Rain thought about the razor taped to the underside of her bureau drawer. But Lucy’s secrets weren’t that kind. Lucy’s secrets were the ones she kept for other people. Like whatever it was Jared wanted to ask her the day she went with him. Or what Gabi Russell told her in the girls’ room. Secrets she wouldn’t even tell Rain.
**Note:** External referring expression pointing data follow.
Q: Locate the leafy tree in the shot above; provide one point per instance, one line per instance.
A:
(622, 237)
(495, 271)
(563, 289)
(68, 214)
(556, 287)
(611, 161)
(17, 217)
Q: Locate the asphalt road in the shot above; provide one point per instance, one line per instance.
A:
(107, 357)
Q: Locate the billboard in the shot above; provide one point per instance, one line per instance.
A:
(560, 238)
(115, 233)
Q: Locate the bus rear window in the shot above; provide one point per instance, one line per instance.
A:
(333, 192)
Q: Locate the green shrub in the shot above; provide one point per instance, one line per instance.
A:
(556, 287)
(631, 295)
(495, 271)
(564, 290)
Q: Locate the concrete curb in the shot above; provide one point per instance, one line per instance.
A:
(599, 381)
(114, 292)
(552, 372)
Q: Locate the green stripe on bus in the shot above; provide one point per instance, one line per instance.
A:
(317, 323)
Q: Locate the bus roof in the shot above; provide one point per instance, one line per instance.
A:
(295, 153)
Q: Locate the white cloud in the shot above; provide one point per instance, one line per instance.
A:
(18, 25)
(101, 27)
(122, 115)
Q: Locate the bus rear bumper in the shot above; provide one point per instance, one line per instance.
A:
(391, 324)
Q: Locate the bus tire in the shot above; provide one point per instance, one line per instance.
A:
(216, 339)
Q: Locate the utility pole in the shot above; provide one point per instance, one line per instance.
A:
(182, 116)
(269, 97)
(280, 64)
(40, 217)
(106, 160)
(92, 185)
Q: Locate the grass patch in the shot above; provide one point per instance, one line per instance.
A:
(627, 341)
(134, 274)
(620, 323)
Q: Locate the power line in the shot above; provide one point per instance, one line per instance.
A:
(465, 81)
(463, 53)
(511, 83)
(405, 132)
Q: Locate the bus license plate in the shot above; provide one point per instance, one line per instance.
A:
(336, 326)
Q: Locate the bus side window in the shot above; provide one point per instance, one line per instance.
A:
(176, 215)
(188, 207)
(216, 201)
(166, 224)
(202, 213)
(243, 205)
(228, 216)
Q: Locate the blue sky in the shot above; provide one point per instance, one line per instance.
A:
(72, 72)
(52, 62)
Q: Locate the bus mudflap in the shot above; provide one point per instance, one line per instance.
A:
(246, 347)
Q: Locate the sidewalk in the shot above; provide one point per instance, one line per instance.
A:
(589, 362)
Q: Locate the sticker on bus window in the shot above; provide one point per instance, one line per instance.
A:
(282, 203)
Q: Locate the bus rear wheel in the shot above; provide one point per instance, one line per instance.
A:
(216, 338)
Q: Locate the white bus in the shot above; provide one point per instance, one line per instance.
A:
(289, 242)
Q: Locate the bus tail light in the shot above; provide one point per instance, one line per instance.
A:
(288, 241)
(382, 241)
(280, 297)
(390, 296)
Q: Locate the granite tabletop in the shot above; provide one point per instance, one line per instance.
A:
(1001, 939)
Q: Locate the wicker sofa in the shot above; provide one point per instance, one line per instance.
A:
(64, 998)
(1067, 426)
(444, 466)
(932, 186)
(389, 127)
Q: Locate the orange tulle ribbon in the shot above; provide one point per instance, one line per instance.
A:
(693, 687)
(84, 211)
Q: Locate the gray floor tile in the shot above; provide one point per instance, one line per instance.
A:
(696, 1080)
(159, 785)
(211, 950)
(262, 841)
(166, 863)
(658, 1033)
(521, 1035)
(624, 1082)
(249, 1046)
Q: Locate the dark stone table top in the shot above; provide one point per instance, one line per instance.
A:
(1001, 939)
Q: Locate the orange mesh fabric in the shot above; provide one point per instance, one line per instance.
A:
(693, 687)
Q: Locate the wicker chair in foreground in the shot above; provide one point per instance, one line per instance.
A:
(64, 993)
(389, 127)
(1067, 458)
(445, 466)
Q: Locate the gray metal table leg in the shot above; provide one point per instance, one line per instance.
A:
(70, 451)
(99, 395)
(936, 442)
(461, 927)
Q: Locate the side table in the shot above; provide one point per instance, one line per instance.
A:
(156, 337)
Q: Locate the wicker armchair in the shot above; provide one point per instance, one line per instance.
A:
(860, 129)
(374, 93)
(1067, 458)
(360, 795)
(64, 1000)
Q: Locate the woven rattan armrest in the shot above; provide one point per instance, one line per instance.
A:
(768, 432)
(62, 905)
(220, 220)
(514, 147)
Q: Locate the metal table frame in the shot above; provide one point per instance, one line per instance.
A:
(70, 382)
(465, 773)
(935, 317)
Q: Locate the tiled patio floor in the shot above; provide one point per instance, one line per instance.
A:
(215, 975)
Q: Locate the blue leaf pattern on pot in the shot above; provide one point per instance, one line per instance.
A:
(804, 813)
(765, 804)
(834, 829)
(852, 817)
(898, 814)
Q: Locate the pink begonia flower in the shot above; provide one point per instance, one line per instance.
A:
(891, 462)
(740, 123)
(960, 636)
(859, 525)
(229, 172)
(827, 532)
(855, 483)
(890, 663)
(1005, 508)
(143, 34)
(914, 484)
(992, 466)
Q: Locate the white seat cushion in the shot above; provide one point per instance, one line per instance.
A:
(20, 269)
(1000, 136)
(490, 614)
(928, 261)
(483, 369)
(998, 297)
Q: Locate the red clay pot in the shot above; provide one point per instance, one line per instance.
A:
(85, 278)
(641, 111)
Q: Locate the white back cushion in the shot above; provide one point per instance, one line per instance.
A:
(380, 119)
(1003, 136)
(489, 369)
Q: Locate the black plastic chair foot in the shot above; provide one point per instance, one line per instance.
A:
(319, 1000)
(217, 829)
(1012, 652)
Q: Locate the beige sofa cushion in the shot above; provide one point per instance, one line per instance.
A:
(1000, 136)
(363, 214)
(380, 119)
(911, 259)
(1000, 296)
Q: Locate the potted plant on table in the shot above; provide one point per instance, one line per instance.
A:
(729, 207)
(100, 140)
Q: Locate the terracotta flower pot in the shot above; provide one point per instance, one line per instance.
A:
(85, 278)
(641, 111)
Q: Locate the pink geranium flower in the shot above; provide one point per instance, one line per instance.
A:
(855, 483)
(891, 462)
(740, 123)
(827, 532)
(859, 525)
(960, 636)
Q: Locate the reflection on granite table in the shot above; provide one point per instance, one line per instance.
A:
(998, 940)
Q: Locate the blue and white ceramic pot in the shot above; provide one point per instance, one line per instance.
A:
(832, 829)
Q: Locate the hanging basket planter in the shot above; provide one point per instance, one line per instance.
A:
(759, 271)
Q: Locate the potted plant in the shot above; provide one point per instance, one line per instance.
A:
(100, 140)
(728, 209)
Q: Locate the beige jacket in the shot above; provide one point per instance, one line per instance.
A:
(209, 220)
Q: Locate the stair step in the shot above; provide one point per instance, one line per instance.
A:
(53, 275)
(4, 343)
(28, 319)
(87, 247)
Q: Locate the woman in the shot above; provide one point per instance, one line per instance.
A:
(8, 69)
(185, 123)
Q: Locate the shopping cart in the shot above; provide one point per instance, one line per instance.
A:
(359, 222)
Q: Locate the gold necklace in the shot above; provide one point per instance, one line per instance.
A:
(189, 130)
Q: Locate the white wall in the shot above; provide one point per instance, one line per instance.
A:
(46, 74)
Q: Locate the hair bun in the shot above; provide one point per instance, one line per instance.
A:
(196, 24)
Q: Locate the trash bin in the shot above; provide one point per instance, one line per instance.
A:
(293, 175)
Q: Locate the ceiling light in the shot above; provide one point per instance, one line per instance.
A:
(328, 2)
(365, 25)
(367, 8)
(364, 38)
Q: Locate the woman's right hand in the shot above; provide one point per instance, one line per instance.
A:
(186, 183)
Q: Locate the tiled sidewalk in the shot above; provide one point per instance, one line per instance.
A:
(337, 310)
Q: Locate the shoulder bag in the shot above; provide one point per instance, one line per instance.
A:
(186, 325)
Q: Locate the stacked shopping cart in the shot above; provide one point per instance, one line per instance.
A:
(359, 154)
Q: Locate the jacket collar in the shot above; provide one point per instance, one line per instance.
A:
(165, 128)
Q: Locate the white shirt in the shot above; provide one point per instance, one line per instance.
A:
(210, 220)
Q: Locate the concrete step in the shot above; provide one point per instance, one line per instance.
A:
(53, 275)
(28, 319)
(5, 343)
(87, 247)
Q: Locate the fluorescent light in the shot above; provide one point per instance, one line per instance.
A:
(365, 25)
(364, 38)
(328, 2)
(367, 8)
They’d just finished third-period geometry and only had study period before lunch. They always sat together in the library, sitting at the same table by the window overlooking the center courtyard. Rain hadn’t finished her take-home quiz for World Geography and was working on that when Lucy got up. “Be right back,” she whispered. “Got to go to the girls’ room.” Rain wouldn’t have thought anything about it, but as soon as Lucy left, Gabi Russell got up and followed her. Gabi was always trying to butt her way into whatever she and Lucy were doing, even though she was a grade ahead of them. Get your own friends, Rain always wanted to tell her. She returned her attention to the quiz, answered two more questions, waited for Lucy to return. She fiddled with her pen, flipped back in the text to find another answer, like it would ever matter in her entire life if she knew the leading crops of Ecuador. She shoved the quiz in her notebook and got permission to go to the bathroom. Mrs. Shepley was substituting for the regular school librarian, who would never have let them leave without grilling them first and then checking the clock every minute until they returned. She swung the door open, glanced around the empty room, and wa
s about to leave when she heard someone crying. She followed the sound to the last cubicle. Gabi saw her first and clammed right up.
“Hi,” Lucy said, as if it were perfectly normal to hole up in a toilet stall with a sobbing girl.
Later, at lunch she had asked Lucy, “What was that all about?”
“What?”
“Gabi. What was she crying about?”
“Oh, some personal problem,” Lucy said.
“Like what?”
“I promised not to tell,” Lucy said.
“Not even your best friend?” Rain teased.
Lucy had changed the subject.
In Dr. Mallory’s office, Rain looked at the clock on the top of the bookcase. By now Duane and her parents must be on their way home. And even if the police didn’t believe him about Lucy’s Yoda, they couldn’t prove anything.
“Are you worried about Duane, Rain?”
The fear that had been stirring beneath her ribs since the day before when the police arrived at their door to speak to Duane came out in a rush. “I’m afraid they might think he had something to do with what happened to Lucy.”
“Do you?”
“No.” But she kept seeing Duane, standing in the kitchen, sucking down beer and saying too insistently, I didn’t hurt her, if that’s what you’re thinking. I would never do anything to hurt Lucy.
CHAPTER THIRTY-NINE
Although I had only been gone three days, our house had the staleness of a place shuttered and unoccupied.